Besides Jaitley, the function was attended by Sebi chairman UK Sinha, Department of Economic Affairs secretary Shaktikanta Das, former FMC chairman Ramesh Abhishek and other top officials of banks and regulatory bodies. The merger of Sebi and FMC was first suggested in 2003 by then consumer affairs secretary Wajahat Habibullah who was also the chairman of an inter-ministerial task force on convergence of the securities and commodity derivatives market. In 2007, the committee headed by Percy Mistry, a former World Banker, submitted a report suggesting to bring regulation of all securities trading across stocks, bonds, forex and commodities under Sebi. This view was also endorsed by a committee on financial sector reforms headed by Raghuram Rajan in 2009 and the Financial Sector Legislative Reforms Commission (FSLRC) in 2013.
The final trigger for merging FMC with Sebi was the Rs 5,600 crore payment fraud at the National Spot Exchange Ltd (NSEL) which broke out in July 2013. According to Sinha, Sebi’s immediate priority post the merger is to develop trust in the commodities market. “There will be series of measures for development of the market.
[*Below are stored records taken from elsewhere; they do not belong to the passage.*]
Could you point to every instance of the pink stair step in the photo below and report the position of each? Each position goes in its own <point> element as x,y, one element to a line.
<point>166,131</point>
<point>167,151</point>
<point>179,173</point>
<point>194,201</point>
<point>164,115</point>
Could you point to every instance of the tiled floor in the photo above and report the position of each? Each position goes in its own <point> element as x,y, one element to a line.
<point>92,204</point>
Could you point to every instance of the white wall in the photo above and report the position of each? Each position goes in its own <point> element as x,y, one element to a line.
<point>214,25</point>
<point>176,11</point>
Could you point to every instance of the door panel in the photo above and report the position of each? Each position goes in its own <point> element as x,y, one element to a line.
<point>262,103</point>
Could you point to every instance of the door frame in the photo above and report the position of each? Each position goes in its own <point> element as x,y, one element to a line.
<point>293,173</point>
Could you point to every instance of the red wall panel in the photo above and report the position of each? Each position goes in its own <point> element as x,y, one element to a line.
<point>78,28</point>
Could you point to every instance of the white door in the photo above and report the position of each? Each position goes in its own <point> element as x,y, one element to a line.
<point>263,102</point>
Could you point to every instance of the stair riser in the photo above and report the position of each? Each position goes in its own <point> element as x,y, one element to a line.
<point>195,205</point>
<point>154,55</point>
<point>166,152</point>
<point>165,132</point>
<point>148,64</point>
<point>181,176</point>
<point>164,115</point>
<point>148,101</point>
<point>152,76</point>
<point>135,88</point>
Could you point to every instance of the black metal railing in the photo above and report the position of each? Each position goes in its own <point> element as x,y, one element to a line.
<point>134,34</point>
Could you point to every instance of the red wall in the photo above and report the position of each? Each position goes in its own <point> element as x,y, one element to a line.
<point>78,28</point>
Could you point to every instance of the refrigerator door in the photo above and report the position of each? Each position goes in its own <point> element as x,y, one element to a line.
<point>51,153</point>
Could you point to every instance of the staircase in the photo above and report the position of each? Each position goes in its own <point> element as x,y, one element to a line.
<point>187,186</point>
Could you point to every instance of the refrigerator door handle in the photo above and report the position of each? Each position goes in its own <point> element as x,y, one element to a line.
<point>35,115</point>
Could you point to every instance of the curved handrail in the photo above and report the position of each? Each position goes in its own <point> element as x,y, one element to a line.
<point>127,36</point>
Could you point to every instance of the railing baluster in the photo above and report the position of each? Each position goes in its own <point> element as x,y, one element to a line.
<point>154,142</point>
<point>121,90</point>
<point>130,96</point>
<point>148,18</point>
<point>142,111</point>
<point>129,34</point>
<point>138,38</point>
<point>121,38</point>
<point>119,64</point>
There is no reason why we shouldn’t have more and more products for example, options or index futures … In fact going forward those participants who are today not allowed should be allowed to participate for example banks and foreign portfolio investors,” he said.
Sinha said that the commodities market entities would get a time of up to one year to adjust to the new regulations as they would have to follow the same norms that are applicable to their peers in the equity segment.
“In order to ensure that nothing is disrupted, there is no discontinuity … We are giving some time-frame so that they can adjust with the new regulations,” he said.
Das said that the government is focusing on ease of doing business. According to him, the government is now working on a scheme to simplify and fast track opening of branch offices by foreign companies that want to business in India. Meanwhile, Ramesh Abhishek, the former Chairman of FMC who initiated the investigations into the NSEL fraud and also worked on the convergence between the regulatory agencies said that, “FMC did not have the powers of a model regulator, the power to enact regulations, power of investigation, imposing monetary penalties and many such powers which are required today. With this merger now, this mismatch between a largely growing commodities market and the regulatory structure has been addressed adequately.”